Obra Negro Dir: Johan Velandía / Foto cortesía: La Congregación Teatro

 En los discursos oficiales se celebra el supuesto "acceso democrático". Pero, ese acceso, muchas veces, es efímero: un consumo cultural sin continuidad ni pensamiento. Se confunde el derecho a asistir con el derecho a crear, y la democratización con la gratuidad asistencialista.

En un país donde la educación artística sigue marginada del sistema educativo, repartir funciones gratuitas es apenas un paliativo simbólico, no una política cultural integral. ¿Me siguen o no?

El impacto del teatro no se mide por las butacas ocupadas, sino por su capacidad de transformar la mirada del ciudadano. Y ese impacto no surge del evento, sino del proceso: de la residencia, el taller, la escritura, el acompañamiento a las comunidades que encuentran en el arte una forma de pensamiento crítico.

Si una mínima parte del presupuesto del festival se destinara a procesos de creación y formación, el efecto sería más profundo, de mayor impacto social y más duradero que cualquier gala inaugural. Pero claro, eso no da titulares.

El teatro, en su esencia, no es complacencia: es resistencia, incomodidad, pensamiento.

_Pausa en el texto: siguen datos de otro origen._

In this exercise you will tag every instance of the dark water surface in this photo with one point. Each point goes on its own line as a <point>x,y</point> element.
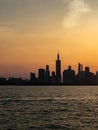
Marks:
<point>48,108</point>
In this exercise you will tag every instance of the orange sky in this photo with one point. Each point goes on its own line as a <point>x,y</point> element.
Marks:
<point>30,38</point>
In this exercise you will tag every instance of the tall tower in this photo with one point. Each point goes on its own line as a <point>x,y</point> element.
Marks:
<point>58,69</point>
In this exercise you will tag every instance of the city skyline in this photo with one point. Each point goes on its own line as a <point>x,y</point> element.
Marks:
<point>66,77</point>
<point>32,31</point>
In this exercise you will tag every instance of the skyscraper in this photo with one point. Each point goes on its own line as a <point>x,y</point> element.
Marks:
<point>58,69</point>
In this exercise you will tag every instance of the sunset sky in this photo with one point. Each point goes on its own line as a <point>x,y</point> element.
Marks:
<point>32,32</point>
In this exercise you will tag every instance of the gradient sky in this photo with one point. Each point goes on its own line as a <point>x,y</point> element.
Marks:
<point>32,32</point>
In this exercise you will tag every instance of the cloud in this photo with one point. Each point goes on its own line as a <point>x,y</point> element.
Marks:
<point>76,8</point>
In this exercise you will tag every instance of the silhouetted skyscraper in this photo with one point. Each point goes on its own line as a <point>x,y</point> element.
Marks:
<point>47,75</point>
<point>58,69</point>
<point>69,76</point>
<point>41,76</point>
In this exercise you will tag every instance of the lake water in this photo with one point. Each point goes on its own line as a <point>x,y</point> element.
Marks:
<point>48,108</point>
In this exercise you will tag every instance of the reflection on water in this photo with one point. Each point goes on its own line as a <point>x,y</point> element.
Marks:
<point>48,108</point>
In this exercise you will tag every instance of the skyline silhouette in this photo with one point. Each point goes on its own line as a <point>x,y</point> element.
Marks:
<point>45,77</point>
<point>32,31</point>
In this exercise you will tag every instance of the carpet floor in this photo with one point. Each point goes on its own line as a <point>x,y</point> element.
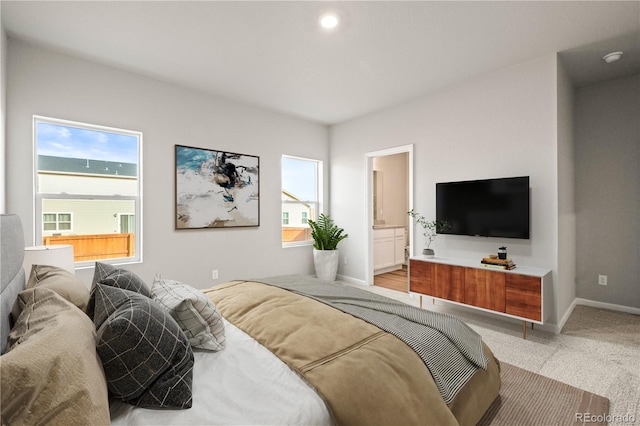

Convertirlo en postal institucional o panfleto publicitario es traicionar su naturaleza. Por eso, el problema no es celebrar, sino cómo y para qué se celebra. El XX Festival de Teatro y Circo de Bogotá mostró una vez más la distancia entre el discurso de inclusión y la realidad del sector teatral.

Obra Un pez rojo Dir: Elizabeth López / Foto cortesía: Teatro R101

 No se trata de tener más o menos festivales en la ciudad, sino de que los existentes sirvan para construir tejido social, no para maquillar informes. El teatro no puede seguir siendo la vitrina de un Estado que confunde cultura con autopromoción. Porque cuando la cultura se vuelve espectáculo y enmudece ante la crisis, deja de ser arte y se convierte en la tramoya perfecta del poder. Y así seguimos: jodidos, pero con menos pan y poco circo.